I bumped into Stephen Merchant (another Eric fan) a few days before I was going to the house, and told him about my offer to visit. He was gobsmacked. I said I would ask Gary if he minded if he came along too. But Stephen said not to. He said he thought he’d find that a bit too much. A bit strange and possibly difficult. I thought that seemed odd. I thought he was mad for missing out. But, standing in that study, I got it. Eric was an entertainer who meant so much to his viewers, probably particularly to those of my and Stephen’s age who started watching him in our formative years, that we did treat him like a father and brother.
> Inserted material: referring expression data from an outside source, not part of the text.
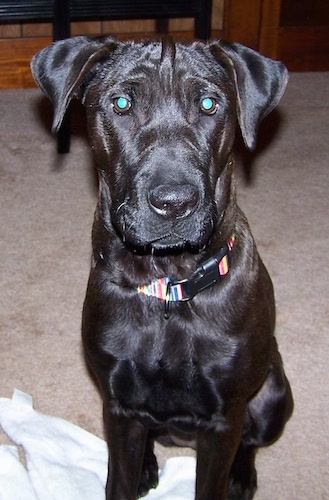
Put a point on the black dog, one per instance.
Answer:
(179, 315)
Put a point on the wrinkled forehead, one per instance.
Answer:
(163, 62)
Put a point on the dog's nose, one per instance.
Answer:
(174, 202)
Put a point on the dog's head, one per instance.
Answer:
(162, 119)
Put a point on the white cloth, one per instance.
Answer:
(65, 462)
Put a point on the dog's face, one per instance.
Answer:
(162, 120)
(162, 125)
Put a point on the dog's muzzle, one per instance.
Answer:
(174, 202)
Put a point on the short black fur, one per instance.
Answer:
(210, 376)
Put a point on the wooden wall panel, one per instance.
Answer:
(19, 41)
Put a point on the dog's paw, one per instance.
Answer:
(150, 476)
(243, 487)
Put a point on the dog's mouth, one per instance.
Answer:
(168, 243)
(164, 246)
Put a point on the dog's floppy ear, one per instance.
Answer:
(60, 69)
(259, 84)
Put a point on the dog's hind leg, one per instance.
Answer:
(243, 475)
(266, 416)
(270, 408)
(149, 476)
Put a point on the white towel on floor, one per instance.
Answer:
(65, 462)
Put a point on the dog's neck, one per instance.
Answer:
(207, 274)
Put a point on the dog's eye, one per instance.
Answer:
(121, 105)
(209, 105)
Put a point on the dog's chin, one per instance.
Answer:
(164, 246)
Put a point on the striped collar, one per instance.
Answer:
(207, 274)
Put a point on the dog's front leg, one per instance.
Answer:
(215, 454)
(126, 441)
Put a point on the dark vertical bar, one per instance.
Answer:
(203, 20)
(61, 30)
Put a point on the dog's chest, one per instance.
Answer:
(175, 386)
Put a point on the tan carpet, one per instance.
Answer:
(47, 208)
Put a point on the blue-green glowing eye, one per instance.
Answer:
(209, 105)
(121, 105)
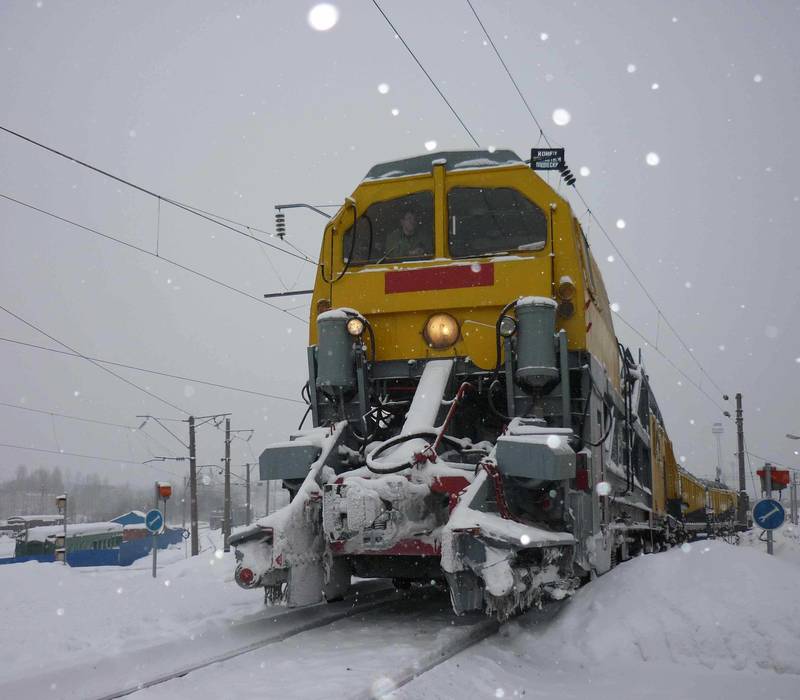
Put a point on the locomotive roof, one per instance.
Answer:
(453, 160)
After a cup of tea, I felt I might have outstayed my welcome – I could have stayed for hours more, days in fact. I felt really at home. But I pulled myself away. And, as I turned out of the drive, I found myself bursting into tears and I could not stop the whole drive home. I got a few strange stares at traffic lights as I blubbed uncontrollably. I kept saying to myself, ‘This is ridiculous, why am I crying so much?’ I reflected and realised the day was a culmination of my life. I remembered feeling the silliness and joy of being a child watching Eric. I was grieving for the tough times when I watched him for respite. I was finally patting myself on the back for getting into comedy and I felt overwhelmed with tiredness at how the job had taken its toll. But I realised it was worth it. I was in a job that sells love and joy, without which no one can flourish. And when I wasn’t flourishing, there was Eric. And I was more grateful than ever for his dedication to providing such abounding love and joy. It was the best day of my life because it punctuated all that had come before it.
You might think I am being over the top. And I am sorry, and slightly embarrassed, if it sounds it. But I am just telling you how I honestly feel. And I don’t think I will be alone. I think the strength of our feelings shows the importance and particularly resonance of comedy. But most of all they indicate the unique creation and genius that was Eric Bartholomew. How extraordinary that an ordinary boy from Morecambe could have a life that affected so many people, so deeply. Thank you, Eric.
Thank you, Gary and Joan, for my 7 May 2011. Thank you for the honour in asking me to write this foreword. And thank you for continuing Eric’s legacy by providing us with this new book.